‘A Small Light’ Leaves a Big Impression about the Holocaust

By Donald H. Harrison

Donald H. Harrison
Bel Powley as Miep Gies in ‘A Small Light’

SAN DIEGO – Somewhat later than others, I recently completed watching the eight-part National Geographic series A Small Light, which currently is streaming on Disney and Hulu among other services.

Many of us grew up with the story of Anne Frank. I read her diary, saw a movie and plays about her, read books by people who knew her, even interviewed one of her contemporaries. Although I was quite familiar with the important role Miep Gies had played in Anne Frank’s life, it was not until I watched this dramatization that I came to understand the intensity of Miep’s experience and the vast contours of her bravery as well as that of her husband Jan.

So, I’m thankful to actors Bel Powley who portrayed Miep and Joe Cole who played the part of Jan and am also grateful to the writers and producers of this memorable series.

They, along with the rest of the cast and crew, enabled me to enlarge upon my perspective of the Holocaust, so I now comprehend not only the trauma of the Holocaust victims but also how frightened their rescuers were every day, not only for their own lives but also for those of the people with whom they had forged such deep emotional attachments.

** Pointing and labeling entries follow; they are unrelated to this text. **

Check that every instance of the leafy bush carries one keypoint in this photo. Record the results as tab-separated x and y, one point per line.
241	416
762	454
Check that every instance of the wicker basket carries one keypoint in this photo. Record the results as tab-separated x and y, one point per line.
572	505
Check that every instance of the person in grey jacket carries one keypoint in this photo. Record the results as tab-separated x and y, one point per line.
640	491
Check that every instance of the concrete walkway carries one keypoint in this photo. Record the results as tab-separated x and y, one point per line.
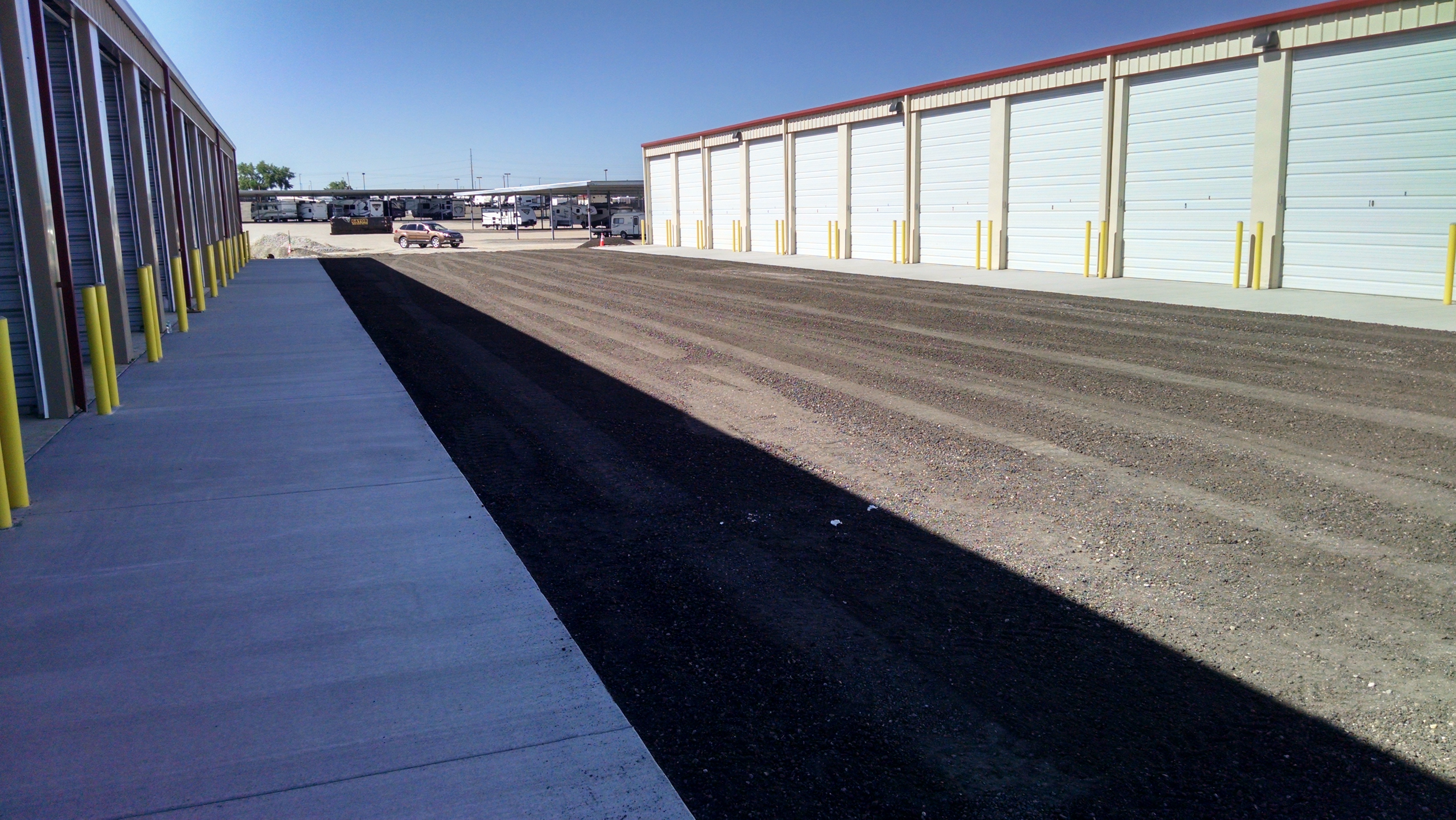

Commercials are necessary to finance television – either in the form of advertisements such as you will see interrupting this fine series, or in the form of donor acknowledgments, such as we have become used to seeing on the Public Broadcasting System.

I don’t wish to appear an ingrate, but I recorded all eight episodes of A Small Light before watching the series, so that I could speed through the commercials and concentrate on the well-told story about the perils Miep and three of her coworkers faced as they attended Anne (Billie Boullet), her sister Margot (Ashley Brooke), her mother Edith (Amira Casar) and her father Otto (Liev Schreiber) and four others who hid with them in the Secret Annex adjacent to what had been Otto Frank’s place of business in Amsterdam, Holland.

Miep, who had been Otto’s secretary, had to tell people convincingly that he had moved with his family to Switzerland, but exactly where in that neutral country she really didn’t know. In a time when every family was watched by Nazis and their sympathizers to see if any were buying more food than they needed—perhaps to feed hidden Jews—she and her office colleagues had to shop for eight additional people at various markets throughout the city without arousing suspicion.

Husband Jan, a social worker, worked with the Dutch resistance. Among his jobs was smuggling Jewish babies to foster families in other parts of the Netherlands. He also lived on tenterhooks, never knowing if his missions would be interrupted by the ever-present Nazi patrols. Although Miep kept Jan informed about the Franks, for a while Jan was under orders from the Dutch resistance to inform no one, not even Miep, about what he was doing, adding to the tension in their small quarters.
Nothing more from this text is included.